A Abou Dhabi, en partenariat avec Total et Areva, le groupe a proposé la construction et l'exploitation de deux EPR, un projet qu'il aurait eu du mal à concrétiser s'il n'avait pas obtenu de participer au deuxième EPR français. "Il ne serait sans doute pas très facile d'expliquer à Abou Dhabi que nous voulons opérer des centrales nucléaires dans le pays (...) si nous n'étions pas considérés comme en mesure de construire un réacteur nucléaire en France", soulignait fin 2008 Gérard Mestrallet lors de l'assemblée générale des actionnaires du groupe.
Le groupe exploite sept réacteurs en Belgique d'une capacité de 5.800 mégawatts (MW) et détient une participation dans deux réacteurs en France qui représentent une capacité de 1.100 MW. De son côté, EDF est déterminé à défendre son statut de premier exploitant nucléaire mondial - avec environ 66 gigawatts (GW) installés et 58 réacteurs en France.
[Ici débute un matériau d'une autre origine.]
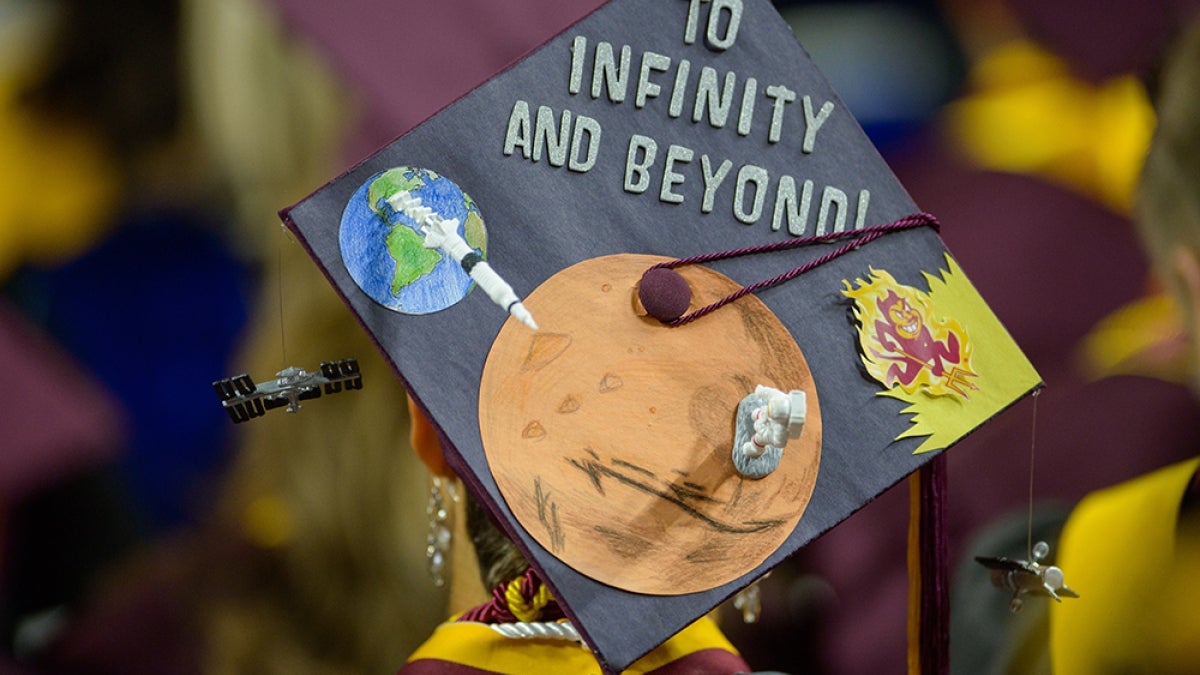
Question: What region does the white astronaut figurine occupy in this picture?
[742,384,808,458]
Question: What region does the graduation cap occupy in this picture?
[283,0,1040,671]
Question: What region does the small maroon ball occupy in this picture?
[637,267,691,323]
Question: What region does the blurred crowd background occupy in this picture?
[0,0,1200,675]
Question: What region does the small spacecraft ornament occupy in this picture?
[388,190,538,330]
[976,542,1079,611]
[212,358,362,423]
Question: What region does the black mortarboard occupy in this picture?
[283,0,1039,670]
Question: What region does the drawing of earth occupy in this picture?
[338,167,487,315]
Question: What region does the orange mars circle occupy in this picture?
[479,253,821,595]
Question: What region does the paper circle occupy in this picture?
[337,167,487,315]
[479,255,821,595]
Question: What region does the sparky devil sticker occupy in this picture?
[842,269,978,399]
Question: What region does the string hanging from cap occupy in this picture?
[637,213,940,325]
[458,567,566,623]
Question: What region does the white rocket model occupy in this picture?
[388,190,538,330]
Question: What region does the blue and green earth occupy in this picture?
[338,167,487,315]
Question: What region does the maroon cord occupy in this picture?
[458,567,566,623]
[650,213,940,325]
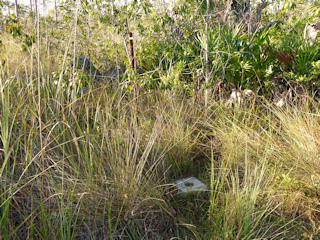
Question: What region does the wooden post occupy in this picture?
[129,32,135,70]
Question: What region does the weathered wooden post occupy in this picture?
[129,32,139,104]
[129,32,135,70]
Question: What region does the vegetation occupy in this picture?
[0,0,320,239]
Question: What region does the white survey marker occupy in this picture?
[175,177,207,193]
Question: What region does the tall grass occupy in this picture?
[0,29,320,239]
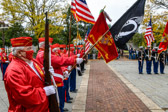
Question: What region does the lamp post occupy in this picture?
[0,21,9,48]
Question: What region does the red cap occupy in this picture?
[11,37,33,47]
[70,44,74,47]
[51,43,60,48]
[38,37,53,43]
[78,45,83,48]
[60,44,66,48]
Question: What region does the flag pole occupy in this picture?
[68,29,110,73]
[76,22,79,54]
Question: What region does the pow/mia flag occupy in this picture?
[110,0,146,50]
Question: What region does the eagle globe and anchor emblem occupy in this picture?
[114,16,143,41]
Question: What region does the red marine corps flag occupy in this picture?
[71,0,95,24]
[158,21,168,54]
[88,11,118,63]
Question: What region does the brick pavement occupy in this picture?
[86,61,150,112]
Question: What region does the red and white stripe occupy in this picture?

L'électricien français a fait du nucléaire de nouvelle génération la clé de son développement à l'international, notamment dans le cadre du rachat de British Energy et de la moitié des actifs nucléaires de l'américain Constellation.
Pierre Gadonneix déclarait le 11 décembre que le groupe capitaliserait sur l'ensemble des EPR qu'il prévoit de construire - dix d'ici à 2020 -, qu'il ferait des "clones" de Flamanville et qu'il ne participerait à des projets nucléaires que s'il les pilotait. Il avait indiqué il y a une semaine que le groupe étudiait l'implantation d'un nouveau réacteur EPR sur quatre sites potentiels - Flamanville, Creys-Malville (Isère), Penly (Seine-Maritime) et Chooz - mais qu'il considérait ces deux derniers comme prioritaires.
Il avait ajouté que dans l'hypothèse où il se verrait confier la construction d'une centrale nucléaire, il envisageait d'associer au projet "un électricien allemand". D'autres groupes pourraient être associés au nouveau réacteur de Penly, indique l'Elysée. "D'autres partenaires, désireux de partager l'investissement et l'approvisionnement électrique seront invités à y participer", lit-on dans le communiqué.